Cancelling a meal registration is a destructive action because it removes/deletes an existing booking. While it could be argued as a 'Write' (modification), cancellation is generally irreversible once the window closes, making it effectively destructive.
From the tool's definition 'Cancel a meal registration' — cancellation of a registration is typically irreversible within the cancellation window, removing the student's meal booking permanently.
Attacks that exploit this kind of access
Cancel a meal registration. It is categorised as a Destructive tool in the IIITH Mess MCP Server MCP Server, which means it can permanently delete or destroy data. Block by default and require explicit approval.
Register the IIITH Mess MCP Server MCP server in PolicyLayer and add a rule for cancel_meal: allow, deny, rate-limit, or require approval. Point your MCP client at the PolicyLayer proxy URL and the rule is enforced on every call, before it reaches IIITH Mess MCP Server. Nothing to install.
cancel_meal is a Destructive tool with critical risk. Critical-risk tools should be blocked by default and only enabled with explicit human approval.

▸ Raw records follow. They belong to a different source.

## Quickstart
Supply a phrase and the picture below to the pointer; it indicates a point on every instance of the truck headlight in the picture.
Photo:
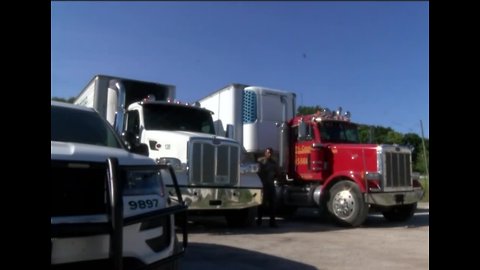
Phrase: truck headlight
(176, 164)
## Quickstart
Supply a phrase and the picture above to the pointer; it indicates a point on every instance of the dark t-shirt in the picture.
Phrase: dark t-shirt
(268, 171)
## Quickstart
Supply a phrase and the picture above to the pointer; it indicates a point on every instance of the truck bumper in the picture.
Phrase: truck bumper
(394, 198)
(221, 198)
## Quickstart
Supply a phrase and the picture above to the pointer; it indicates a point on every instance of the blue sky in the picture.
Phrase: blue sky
(371, 58)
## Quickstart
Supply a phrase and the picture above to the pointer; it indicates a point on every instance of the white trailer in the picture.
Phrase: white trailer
(250, 114)
(208, 166)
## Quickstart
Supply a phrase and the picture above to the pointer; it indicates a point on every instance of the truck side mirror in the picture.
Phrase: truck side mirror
(140, 148)
(302, 130)
(230, 133)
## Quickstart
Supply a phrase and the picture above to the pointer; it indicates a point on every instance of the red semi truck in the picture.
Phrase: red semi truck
(324, 164)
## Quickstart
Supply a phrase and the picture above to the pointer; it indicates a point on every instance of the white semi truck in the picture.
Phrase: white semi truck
(109, 207)
(212, 177)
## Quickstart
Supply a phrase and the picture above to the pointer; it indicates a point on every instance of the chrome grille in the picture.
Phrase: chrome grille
(213, 162)
(396, 169)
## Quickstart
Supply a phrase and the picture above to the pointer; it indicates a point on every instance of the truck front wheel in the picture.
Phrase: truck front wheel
(399, 213)
(345, 204)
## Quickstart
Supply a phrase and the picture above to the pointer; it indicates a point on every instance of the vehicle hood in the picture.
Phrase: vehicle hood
(94, 153)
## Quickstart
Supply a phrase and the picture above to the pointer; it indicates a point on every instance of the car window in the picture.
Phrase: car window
(71, 125)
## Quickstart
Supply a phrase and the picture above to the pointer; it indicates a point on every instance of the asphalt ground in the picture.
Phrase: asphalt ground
(306, 242)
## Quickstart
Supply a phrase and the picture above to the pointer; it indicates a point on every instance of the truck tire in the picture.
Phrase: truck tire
(400, 213)
(286, 211)
(345, 204)
(174, 265)
(241, 218)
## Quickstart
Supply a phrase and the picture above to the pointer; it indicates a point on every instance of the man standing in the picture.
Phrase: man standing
(268, 173)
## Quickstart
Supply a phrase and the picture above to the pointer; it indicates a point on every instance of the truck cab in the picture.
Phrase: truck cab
(346, 176)
(109, 207)
(212, 178)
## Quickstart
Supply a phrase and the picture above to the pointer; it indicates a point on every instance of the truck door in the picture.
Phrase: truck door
(308, 155)
(131, 132)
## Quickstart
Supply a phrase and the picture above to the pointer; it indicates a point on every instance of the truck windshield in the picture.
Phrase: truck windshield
(338, 132)
(80, 126)
(172, 117)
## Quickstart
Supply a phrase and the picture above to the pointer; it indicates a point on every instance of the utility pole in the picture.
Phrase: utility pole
(424, 151)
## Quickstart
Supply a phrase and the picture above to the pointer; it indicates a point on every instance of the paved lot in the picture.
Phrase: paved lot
(305, 243)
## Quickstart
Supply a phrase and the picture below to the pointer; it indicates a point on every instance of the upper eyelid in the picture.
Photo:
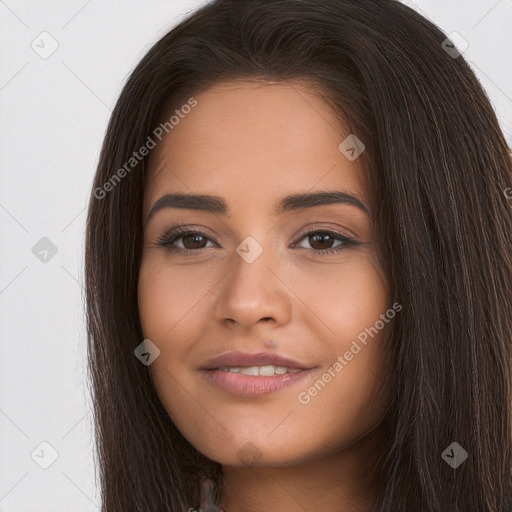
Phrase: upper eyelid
(176, 233)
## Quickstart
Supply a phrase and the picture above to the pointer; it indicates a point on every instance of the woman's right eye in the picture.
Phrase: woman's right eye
(191, 240)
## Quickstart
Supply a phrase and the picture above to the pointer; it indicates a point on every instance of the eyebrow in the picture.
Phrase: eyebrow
(217, 204)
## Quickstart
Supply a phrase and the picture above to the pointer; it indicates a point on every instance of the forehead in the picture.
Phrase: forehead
(252, 142)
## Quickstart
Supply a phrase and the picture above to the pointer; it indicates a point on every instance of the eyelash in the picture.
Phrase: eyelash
(166, 240)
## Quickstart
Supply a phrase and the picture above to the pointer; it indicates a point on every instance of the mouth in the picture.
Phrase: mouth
(242, 383)
(246, 374)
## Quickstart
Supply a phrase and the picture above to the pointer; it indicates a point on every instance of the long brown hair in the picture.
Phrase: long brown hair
(438, 166)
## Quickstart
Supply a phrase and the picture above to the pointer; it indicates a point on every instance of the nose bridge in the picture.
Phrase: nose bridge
(251, 290)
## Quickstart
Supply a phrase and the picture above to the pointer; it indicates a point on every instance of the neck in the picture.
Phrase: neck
(344, 481)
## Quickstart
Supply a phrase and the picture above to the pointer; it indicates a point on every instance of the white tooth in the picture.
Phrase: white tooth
(251, 370)
(267, 371)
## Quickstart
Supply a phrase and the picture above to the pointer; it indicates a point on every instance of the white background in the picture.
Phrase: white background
(54, 113)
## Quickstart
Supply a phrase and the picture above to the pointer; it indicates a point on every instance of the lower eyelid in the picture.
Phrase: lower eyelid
(168, 241)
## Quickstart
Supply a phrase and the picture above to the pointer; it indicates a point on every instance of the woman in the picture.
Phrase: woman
(298, 266)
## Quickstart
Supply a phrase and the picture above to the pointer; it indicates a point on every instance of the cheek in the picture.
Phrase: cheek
(171, 299)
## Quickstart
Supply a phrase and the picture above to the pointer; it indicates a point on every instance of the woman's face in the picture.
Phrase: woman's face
(252, 271)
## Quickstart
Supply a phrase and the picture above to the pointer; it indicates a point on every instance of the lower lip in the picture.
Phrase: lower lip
(252, 385)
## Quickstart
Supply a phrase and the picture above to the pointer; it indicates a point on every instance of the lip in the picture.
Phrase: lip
(252, 385)
(238, 358)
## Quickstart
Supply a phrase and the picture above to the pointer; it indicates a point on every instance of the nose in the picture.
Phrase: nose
(255, 292)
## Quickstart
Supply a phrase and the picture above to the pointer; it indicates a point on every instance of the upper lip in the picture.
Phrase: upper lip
(237, 358)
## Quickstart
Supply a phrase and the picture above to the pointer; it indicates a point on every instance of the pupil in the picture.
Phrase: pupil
(324, 236)
(194, 242)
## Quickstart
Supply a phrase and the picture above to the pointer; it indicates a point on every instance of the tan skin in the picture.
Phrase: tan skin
(253, 143)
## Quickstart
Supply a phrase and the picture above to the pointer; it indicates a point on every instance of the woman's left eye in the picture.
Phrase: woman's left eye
(191, 238)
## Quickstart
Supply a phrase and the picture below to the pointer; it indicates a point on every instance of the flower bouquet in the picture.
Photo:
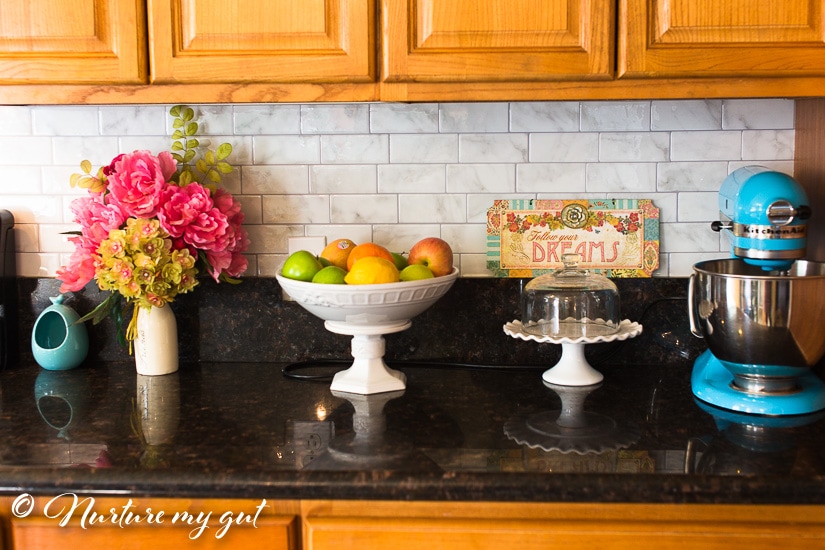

Yes. Add a rate_limit block to the cancel_meal rule in your PolicyLayer policy. For example, setting max: 10 and window: 60 limits the tool to 10 calls per minute. Rate limits are tracked per agent session and reset automatically.
Set action: deny in the PolicyLayer policy for cancel_meal. The AI agent will receive a policy violation error and cannot call the tool. You can also include a reason field to explain why the tool is blocked.
cancel_meal is provided by the IIITH Mess MCP Server MCP server (njp6969/iiith-mess-mcp). PolicyLayer sits as a proxy in front of this server to enforce policies before tool calls reach the server.
Every MCP server has a record like this.
Type a name, get the same breakdown: verified identity, auth posture, risk grade, capabilities, recommended policy.